Se ele tiver que sair para uma recuperação, que saia, para poder voltar nas próximas fases. Hoje seu desempenho foi regular, pouco exuberante, algo tenso no começo, mas veio se superando. É simplesmente idiota achar que uma eventual e provisória saída dele agora vai gerar um efeito “7×1”.

Tite terminou um jogo sem trocar nenhum jogador de defesa. E colocou todos os jogadores ofensivos convocados – poderia ter colocado Everton Ribeiro no lugar de Paquetá, mas aí teríamos que pedir as digitais para conferir se aquele era mesmo o gaúcho Adenor Leonardo Bachi.
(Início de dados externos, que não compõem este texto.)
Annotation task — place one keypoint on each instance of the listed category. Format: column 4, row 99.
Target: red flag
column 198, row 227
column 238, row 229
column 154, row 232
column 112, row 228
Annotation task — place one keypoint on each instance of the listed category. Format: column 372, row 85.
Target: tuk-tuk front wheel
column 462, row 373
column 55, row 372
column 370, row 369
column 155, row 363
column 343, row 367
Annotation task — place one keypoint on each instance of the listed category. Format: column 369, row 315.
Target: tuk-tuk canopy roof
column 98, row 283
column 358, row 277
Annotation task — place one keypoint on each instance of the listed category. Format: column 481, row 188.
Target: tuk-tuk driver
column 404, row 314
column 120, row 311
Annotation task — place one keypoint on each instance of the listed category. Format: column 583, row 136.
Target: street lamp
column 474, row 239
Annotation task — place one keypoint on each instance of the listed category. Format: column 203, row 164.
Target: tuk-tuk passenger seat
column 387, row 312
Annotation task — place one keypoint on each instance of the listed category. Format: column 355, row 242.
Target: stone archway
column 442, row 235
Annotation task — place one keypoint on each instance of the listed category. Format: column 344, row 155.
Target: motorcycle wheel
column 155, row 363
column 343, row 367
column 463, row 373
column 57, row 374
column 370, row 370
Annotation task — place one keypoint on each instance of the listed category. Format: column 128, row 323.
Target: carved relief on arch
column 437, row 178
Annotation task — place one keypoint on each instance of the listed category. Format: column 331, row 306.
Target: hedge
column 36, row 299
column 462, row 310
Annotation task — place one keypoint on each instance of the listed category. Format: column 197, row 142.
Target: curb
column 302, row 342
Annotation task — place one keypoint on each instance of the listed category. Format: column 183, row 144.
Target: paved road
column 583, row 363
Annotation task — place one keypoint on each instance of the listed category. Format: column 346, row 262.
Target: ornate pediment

O Brasil foi Brasil como há muito não era. Soube ousar com o material humano acima da média que tem, e nos impressionou a todos. Vai acontecer sempre? Pode ser, mas com o contrapeso do forte posicionamento de todos. E vai ter momentos em que Tite será aquele que a gente conhece. É preciso que assim seja. A ousadia, como disse o dinamarquês, é uma perda momentânea do equilíbrio, e a ela temos que nos adaptar e até nos planejar.

O Catar está vendo zebras e desfalques, e nossa Seleção está obviamente sujeita a ambos. Há que se ter atenção e sobretudo equilíbrio, seja ele psicológico, físico e tático. Quanto mais durar nosso equilíbrio, mais poderemos perdê-lo momentaneamente.